UBA is also expected to cross the threshold following its N157.8 billion rights issue. For FCMB, however, the situation is tighter. Despite its recently concluded N160 billion public offer, the bank remains short of the target. Even if the offer is fully subscribed, FCMB would still require about N52 billion to reach the N500 billion benchmark.

Read also: Five charts show how Nigerian economy fared in 2025

The bank has, however, hinted at plans to divest minority stakes in some of its non-banking subsidiaries as part of efforts to bridge the gap and complete its recapitalisation programme.

Insurance companies are also racing to shore up their minimum capital in a bid to boost the sector’s viability and help it withstand any shock. However, unlike banking recapitalisation, there are nuances around the insurance recapitalisation.

The first thing to note is that insurers have a deadline of June 30, 2026, to meet the new minimum capital requirements. Then, unlike the banking recapitalisation, where equity capital had to be raised, the National Insurance Commission (NAICOM) is not mandating equity to be raised.

While the injection of fresh funds through private placements, rights issues, or offer for subscription is welcome, it is not the only means. According to draft guidelines seen by BusinessDay, NAICOM notes that for existing insurers, the minimum capital requirement can be satisfied with net assets minus own shares held by the company (treasury shares).

For new insurers, the minimum capital requirement will be restricted to highly liquid and secure instruments. These include cash and bank balances, term deposits with financial institutions, government bonds, and treasury bills.

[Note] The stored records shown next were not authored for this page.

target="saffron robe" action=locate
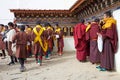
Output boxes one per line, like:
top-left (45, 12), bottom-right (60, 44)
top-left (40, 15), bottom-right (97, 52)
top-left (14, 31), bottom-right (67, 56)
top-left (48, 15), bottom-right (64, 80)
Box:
top-left (74, 23), bottom-right (87, 61)
top-left (86, 23), bottom-right (100, 63)
top-left (100, 24), bottom-right (118, 70)
top-left (12, 31), bottom-right (30, 58)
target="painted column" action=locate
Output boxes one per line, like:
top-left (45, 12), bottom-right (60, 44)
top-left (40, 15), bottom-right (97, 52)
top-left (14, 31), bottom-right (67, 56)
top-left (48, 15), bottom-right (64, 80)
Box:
top-left (113, 9), bottom-right (120, 72)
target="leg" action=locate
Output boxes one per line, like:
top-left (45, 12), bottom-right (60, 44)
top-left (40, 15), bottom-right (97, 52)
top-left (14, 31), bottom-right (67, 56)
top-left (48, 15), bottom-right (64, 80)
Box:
top-left (35, 54), bottom-right (38, 63)
top-left (14, 56), bottom-right (18, 62)
top-left (38, 55), bottom-right (42, 66)
top-left (8, 56), bottom-right (15, 65)
top-left (18, 58), bottom-right (25, 72)
top-left (2, 50), bottom-right (6, 59)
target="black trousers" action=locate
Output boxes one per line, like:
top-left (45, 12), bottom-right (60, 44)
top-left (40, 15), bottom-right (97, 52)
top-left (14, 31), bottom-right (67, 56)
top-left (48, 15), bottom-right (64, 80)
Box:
top-left (10, 56), bottom-right (17, 63)
top-left (18, 58), bottom-right (25, 67)
top-left (2, 50), bottom-right (6, 57)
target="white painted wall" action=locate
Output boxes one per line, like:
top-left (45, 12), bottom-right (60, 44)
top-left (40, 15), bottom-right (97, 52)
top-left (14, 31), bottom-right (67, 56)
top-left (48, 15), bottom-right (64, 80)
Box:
top-left (0, 0), bottom-right (77, 25)
top-left (54, 37), bottom-right (75, 52)
top-left (113, 9), bottom-right (120, 72)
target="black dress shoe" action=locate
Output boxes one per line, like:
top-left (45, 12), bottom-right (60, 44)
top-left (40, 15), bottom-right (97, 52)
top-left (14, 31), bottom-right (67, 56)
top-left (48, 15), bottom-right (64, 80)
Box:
top-left (7, 62), bottom-right (15, 65)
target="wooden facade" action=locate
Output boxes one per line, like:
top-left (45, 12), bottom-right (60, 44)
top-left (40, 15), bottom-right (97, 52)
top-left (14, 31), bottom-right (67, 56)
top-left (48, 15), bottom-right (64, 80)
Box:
top-left (10, 0), bottom-right (120, 26)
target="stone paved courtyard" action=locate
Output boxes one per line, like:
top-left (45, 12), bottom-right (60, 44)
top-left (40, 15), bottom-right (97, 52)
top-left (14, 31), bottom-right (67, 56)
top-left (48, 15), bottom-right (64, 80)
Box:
top-left (0, 52), bottom-right (120, 80)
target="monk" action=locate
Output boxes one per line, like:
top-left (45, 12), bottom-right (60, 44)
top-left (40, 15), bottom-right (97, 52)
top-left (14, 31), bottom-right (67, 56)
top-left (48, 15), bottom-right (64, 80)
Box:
top-left (55, 24), bottom-right (64, 56)
top-left (25, 25), bottom-right (32, 57)
top-left (74, 19), bottom-right (87, 62)
top-left (86, 18), bottom-right (100, 64)
top-left (12, 25), bottom-right (30, 72)
top-left (45, 23), bottom-right (53, 59)
top-left (0, 24), bottom-right (6, 59)
top-left (63, 26), bottom-right (68, 36)
top-left (4, 22), bottom-right (17, 65)
top-left (31, 21), bottom-right (48, 66)
top-left (97, 11), bottom-right (118, 71)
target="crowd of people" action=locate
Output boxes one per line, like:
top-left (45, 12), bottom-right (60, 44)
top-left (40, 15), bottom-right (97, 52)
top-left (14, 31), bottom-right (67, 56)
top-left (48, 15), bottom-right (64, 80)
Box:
top-left (0, 11), bottom-right (118, 72)
top-left (74, 11), bottom-right (118, 71)
top-left (0, 21), bottom-right (64, 72)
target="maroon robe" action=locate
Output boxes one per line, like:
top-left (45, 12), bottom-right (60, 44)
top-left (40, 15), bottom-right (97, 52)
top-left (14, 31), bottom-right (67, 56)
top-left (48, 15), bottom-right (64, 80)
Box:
top-left (31, 28), bottom-right (48, 55)
top-left (74, 23), bottom-right (87, 61)
top-left (0, 34), bottom-right (5, 50)
top-left (12, 31), bottom-right (30, 58)
top-left (57, 30), bottom-right (64, 54)
top-left (86, 23), bottom-right (100, 63)
top-left (47, 29), bottom-right (53, 51)
top-left (100, 24), bottom-right (118, 70)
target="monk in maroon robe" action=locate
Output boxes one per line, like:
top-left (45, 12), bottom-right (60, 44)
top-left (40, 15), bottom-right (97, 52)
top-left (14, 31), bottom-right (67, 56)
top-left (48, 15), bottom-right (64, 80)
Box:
top-left (12, 26), bottom-right (30, 72)
top-left (31, 21), bottom-right (47, 66)
top-left (0, 24), bottom-right (6, 59)
top-left (55, 24), bottom-right (64, 56)
top-left (74, 20), bottom-right (87, 62)
top-left (97, 11), bottom-right (118, 71)
top-left (86, 18), bottom-right (100, 64)
top-left (45, 23), bottom-right (53, 60)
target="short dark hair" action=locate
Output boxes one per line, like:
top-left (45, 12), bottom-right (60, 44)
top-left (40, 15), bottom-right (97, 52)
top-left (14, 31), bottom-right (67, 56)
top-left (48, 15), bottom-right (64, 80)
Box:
top-left (104, 11), bottom-right (112, 17)
top-left (4, 25), bottom-right (8, 29)
top-left (8, 22), bottom-right (14, 27)
top-left (0, 24), bottom-right (4, 27)
top-left (55, 23), bottom-right (59, 26)
top-left (44, 22), bottom-right (51, 27)
top-left (36, 20), bottom-right (41, 25)
top-left (94, 18), bottom-right (100, 22)
top-left (19, 25), bottom-right (25, 31)
top-left (80, 19), bottom-right (85, 23)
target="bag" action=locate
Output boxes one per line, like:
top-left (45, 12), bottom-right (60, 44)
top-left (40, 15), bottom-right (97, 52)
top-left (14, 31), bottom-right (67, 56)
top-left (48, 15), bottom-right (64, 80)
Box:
top-left (97, 35), bottom-right (103, 52)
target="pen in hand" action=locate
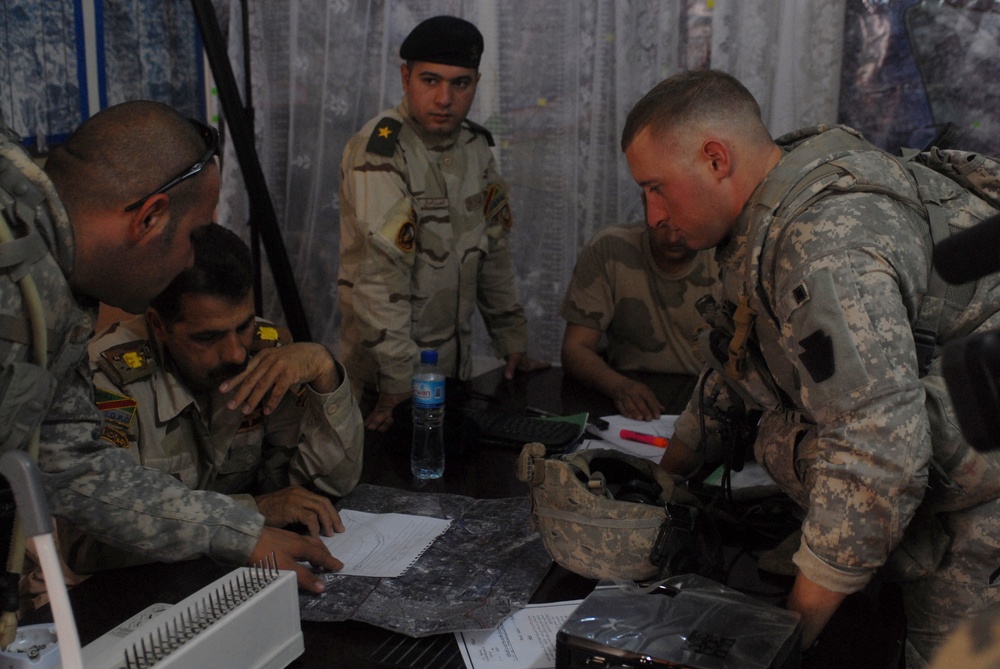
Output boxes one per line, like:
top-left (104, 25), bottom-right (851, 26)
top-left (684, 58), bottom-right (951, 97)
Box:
top-left (619, 430), bottom-right (669, 448)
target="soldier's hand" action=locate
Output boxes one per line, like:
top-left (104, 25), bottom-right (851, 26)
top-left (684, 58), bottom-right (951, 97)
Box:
top-left (365, 393), bottom-right (411, 432)
top-left (249, 527), bottom-right (344, 593)
top-left (611, 379), bottom-right (663, 420)
top-left (503, 353), bottom-right (552, 381)
top-left (254, 485), bottom-right (344, 537)
top-left (219, 342), bottom-right (340, 414)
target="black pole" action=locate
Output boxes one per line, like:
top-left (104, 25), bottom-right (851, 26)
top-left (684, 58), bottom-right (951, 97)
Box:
top-left (191, 0), bottom-right (312, 341)
top-left (240, 0), bottom-right (264, 316)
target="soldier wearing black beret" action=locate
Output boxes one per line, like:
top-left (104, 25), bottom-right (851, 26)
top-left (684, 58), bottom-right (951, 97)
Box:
top-left (337, 16), bottom-right (544, 431)
top-left (399, 16), bottom-right (483, 70)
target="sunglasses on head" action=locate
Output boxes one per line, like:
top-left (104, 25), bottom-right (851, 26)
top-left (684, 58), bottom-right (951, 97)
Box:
top-left (125, 118), bottom-right (219, 211)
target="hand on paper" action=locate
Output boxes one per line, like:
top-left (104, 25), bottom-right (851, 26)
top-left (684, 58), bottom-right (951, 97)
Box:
top-left (611, 379), bottom-right (663, 420)
top-left (248, 526), bottom-right (344, 593)
top-left (254, 485), bottom-right (344, 537)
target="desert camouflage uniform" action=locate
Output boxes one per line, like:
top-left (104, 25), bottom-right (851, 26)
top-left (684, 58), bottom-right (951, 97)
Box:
top-left (676, 125), bottom-right (1000, 667)
top-left (560, 223), bottom-right (718, 374)
top-left (338, 96), bottom-right (527, 393)
top-left (52, 316), bottom-right (364, 573)
top-left (0, 124), bottom-right (264, 564)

Aliko Dangote, Africa’s richest man, said he will list his $20 billion mega refinery in 2026, a move that he said will see the 650,000 barrels per day edifice rise in market valuation in excess of $200 billion.

Dangote said the group is working with the regulators, including the Nigerian Exchange (NGX) and the Securities Exchange Commission (SEC), to ensure that after listing, dividends will be paid in dollars.

The initial public offering, slated for 2026, will allow investors to purchase stakes in naira but receive returns in hard currency, a rare hedge for both local and foreign investors.

“You buy in naira, but you get dividends in dollars,” Dangote said. He stated that the payout would be funded by $6.4 billion in projected revenue from the company’s petrochemical exports, specifically polypropylene and fertiliser.

The group intends to float a 10 percent stake in the refinery and petrochemicals complex on the NGX. While international secondary listings remain an option, Dangote emphasised that the primary focus is the domestic market.

Read also: Nigeria 2026 economic outlook: What governments, businesses and households need to get right

“We want the Dangote Refinery to be the golden stock of the exchange,” he said.

That move, together with a potential listing of the state-owned oil company Nigerian National Petroleum Corporation Limited, will see the country’s stock exchange rise in valuation to about N262 trillion next year from N99.2 trillion it closed in 2025, according to Bismarck Rewane, managing director of the Financial Derivatives Company.

As part of its expansion strategy, the president said the group will be doubling the capacity of the refinery to hit 1.4 million barrels per day, compared with 650,000 barrels per day it currently produces.